That was the focus of the latest Innovation Insights webinar, hosted by Mike Ahyow, Partner at RWK Goodman, which explored what sits beneath the surface of scaling AI. Not just models and performance, but the less visible layers: regulation, data governance, investor scrutiny and customer trust.
A regulatory landscape that’s anything but simple
If there is one thing to understand upfront, it is that AI regulation is rarely tidy.
In the UK, there is currently no single AI law to point to. Instead, regulation is spread across existing frameworks, overseen by different bodies depending on the sector – data protection, competition, financial services and more. It is a decentralised system, guided by broad principles such as safety, transparency, fairness and accountability.
That can be positive for innovative businesses, avoiding a rigid one-size-fits-all model. It also means companies need a clear understanding of which rules apply to their product, sector and route to market.
The wider regulatory picture, however, can often feel chaotic.

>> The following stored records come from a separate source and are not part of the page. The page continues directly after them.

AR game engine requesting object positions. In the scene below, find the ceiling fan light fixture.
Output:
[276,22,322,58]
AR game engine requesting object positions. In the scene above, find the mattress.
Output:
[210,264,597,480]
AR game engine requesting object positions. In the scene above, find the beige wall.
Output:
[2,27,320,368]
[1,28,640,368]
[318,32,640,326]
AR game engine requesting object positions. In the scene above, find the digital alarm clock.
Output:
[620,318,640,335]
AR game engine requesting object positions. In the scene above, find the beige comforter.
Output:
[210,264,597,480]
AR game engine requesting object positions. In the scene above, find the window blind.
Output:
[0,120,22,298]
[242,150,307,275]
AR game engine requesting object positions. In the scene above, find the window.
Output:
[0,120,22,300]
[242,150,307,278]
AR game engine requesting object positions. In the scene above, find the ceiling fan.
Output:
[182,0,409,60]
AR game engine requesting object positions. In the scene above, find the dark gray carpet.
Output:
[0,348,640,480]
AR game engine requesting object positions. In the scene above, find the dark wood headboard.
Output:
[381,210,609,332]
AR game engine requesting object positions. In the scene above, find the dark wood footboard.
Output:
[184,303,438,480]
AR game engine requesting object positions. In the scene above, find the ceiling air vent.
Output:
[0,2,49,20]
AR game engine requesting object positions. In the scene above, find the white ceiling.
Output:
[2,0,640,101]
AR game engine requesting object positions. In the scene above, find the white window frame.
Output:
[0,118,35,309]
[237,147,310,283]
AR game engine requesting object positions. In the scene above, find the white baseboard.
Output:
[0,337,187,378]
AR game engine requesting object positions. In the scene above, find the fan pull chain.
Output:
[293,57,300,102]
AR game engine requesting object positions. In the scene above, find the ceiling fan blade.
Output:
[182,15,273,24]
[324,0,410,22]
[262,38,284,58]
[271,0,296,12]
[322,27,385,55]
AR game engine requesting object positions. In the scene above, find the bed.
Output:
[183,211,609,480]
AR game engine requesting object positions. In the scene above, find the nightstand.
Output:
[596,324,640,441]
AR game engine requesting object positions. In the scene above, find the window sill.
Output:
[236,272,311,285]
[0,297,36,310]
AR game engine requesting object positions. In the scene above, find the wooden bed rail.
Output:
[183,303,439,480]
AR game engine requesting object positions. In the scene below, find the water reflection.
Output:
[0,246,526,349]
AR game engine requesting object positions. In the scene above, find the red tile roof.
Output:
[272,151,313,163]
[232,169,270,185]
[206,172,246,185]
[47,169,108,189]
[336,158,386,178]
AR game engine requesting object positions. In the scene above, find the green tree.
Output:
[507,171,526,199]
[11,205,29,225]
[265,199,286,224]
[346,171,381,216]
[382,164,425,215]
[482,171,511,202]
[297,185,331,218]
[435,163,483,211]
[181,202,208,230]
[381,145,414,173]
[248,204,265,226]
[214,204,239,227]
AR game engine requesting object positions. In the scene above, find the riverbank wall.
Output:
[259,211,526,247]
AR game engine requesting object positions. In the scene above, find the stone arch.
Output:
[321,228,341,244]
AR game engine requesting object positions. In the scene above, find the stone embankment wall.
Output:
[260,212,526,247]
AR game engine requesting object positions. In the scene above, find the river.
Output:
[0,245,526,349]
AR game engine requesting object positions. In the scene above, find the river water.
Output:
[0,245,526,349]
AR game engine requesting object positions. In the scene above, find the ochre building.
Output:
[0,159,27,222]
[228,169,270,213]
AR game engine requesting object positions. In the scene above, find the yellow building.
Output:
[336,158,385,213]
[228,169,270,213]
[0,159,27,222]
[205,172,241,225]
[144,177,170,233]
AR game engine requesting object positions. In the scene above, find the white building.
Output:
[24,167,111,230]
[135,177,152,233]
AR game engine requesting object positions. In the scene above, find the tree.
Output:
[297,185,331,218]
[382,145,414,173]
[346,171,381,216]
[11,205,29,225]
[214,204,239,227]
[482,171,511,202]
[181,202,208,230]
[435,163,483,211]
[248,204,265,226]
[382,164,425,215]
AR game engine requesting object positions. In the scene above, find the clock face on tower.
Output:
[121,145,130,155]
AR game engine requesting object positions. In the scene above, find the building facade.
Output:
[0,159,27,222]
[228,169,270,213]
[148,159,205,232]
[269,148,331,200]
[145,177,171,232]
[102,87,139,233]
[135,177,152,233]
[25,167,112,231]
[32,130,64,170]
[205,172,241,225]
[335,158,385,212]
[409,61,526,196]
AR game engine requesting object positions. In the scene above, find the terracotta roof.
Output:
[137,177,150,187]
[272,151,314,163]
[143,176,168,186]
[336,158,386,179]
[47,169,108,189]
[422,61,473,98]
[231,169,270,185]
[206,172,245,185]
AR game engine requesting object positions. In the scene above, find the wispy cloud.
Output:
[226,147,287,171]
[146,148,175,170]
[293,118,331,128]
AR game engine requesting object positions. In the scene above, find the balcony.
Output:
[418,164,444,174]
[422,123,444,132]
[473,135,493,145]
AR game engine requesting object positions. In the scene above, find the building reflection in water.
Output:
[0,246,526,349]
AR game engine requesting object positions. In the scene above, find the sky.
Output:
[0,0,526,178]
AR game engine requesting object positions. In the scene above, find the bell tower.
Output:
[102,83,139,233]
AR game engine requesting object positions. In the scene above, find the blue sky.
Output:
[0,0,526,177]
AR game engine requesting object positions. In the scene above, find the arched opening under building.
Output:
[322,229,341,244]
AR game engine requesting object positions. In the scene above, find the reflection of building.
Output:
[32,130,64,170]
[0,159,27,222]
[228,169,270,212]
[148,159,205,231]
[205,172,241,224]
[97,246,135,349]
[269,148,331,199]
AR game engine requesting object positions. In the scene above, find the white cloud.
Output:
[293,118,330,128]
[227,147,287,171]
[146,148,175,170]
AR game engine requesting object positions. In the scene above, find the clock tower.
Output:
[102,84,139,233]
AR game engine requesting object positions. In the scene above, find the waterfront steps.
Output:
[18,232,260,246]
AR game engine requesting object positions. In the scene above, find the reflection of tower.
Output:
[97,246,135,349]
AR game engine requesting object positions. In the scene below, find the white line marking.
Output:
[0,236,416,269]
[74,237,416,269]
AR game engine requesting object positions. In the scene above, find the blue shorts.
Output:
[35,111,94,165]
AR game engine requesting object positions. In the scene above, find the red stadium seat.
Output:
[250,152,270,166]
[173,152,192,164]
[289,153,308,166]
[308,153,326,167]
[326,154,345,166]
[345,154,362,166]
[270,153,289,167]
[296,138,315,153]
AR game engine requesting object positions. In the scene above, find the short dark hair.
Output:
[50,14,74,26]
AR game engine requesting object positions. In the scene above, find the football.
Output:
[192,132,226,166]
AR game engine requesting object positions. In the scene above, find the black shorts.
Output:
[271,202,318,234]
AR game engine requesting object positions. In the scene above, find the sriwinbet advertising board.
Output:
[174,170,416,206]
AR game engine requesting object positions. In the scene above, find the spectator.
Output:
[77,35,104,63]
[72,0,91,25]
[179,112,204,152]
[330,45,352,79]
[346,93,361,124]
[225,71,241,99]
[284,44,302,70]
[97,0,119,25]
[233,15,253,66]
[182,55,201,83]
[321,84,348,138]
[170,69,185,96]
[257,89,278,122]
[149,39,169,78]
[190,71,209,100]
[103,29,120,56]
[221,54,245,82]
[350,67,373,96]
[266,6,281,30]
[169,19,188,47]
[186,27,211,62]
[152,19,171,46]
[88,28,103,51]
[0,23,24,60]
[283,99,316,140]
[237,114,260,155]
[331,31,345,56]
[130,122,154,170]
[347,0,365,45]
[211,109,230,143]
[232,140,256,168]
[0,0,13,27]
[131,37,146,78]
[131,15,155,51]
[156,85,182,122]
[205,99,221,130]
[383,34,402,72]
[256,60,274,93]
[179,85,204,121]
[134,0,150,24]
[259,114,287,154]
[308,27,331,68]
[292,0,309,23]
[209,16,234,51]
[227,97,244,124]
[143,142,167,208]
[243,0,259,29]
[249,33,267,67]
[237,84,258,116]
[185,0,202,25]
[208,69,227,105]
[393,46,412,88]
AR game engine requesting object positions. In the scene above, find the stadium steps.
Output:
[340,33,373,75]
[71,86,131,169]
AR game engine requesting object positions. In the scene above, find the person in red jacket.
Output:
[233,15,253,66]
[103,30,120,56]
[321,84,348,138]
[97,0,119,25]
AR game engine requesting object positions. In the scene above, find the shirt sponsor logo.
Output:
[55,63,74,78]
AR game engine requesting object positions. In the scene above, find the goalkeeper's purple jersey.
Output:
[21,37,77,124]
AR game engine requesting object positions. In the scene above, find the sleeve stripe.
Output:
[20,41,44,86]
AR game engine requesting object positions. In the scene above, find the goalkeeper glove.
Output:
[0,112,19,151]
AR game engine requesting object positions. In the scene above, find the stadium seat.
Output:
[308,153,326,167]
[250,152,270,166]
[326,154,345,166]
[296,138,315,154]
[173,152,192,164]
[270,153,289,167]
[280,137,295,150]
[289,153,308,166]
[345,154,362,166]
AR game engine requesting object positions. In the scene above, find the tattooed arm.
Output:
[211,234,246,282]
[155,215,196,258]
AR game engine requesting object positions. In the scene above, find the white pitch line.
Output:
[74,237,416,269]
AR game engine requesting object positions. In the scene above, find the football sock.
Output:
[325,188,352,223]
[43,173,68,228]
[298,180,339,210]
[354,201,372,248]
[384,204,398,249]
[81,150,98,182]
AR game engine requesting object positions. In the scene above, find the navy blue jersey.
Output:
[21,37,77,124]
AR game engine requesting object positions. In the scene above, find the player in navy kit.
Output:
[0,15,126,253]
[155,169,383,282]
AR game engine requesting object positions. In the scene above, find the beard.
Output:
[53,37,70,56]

Depending on your sector, organisations may need to consider GDPR, cybersecurity laws, export controls and other obligations at the same time.
The EU, by contrast, has taken a more structured approach with the EU AI Act. It categorises AI systems by risk, ranging from minimal to prohibited, and applies rules accordingly. The important detail for UK businesses is their reach: if your product touches EU users, you are likely to fall within that scope, regardless of where you are based.
For growing businesses, the practical takeaway is straightforward: regulation is no longer something to think about later. It now forms part of the scaling journey from day one.
What are funders looking for?
For grant funders, AI is compelling because of what it could achieve – solving problems, pushing boundaries and delivering wider societal value. Whether the focus is on healthcare, manufacturing, transport or professional services, funders are often interested in how AI can unlock measurable progress.
That potential requires credible foundations. In many cases, reviewers are experts in their own right, assessing whether a project’s proposed model, workflow or deployment plan genuinely stands up to scrutiny.
Data governance sits at the centre of this. If data is biased, incomplete, or poorly sourced, confidence in the project can quickly fade. That scrutiny only becomes sharper when public money is involved. Funders carry a responsibility to ensure public investment is used effectively, transparently and in the wider public interest.
There is also growing attention on ethics, compliance and long-term viability. Application forms may not always ask direct questions about AI governance, but stronger submissions should address those themes naturally within their wider responses.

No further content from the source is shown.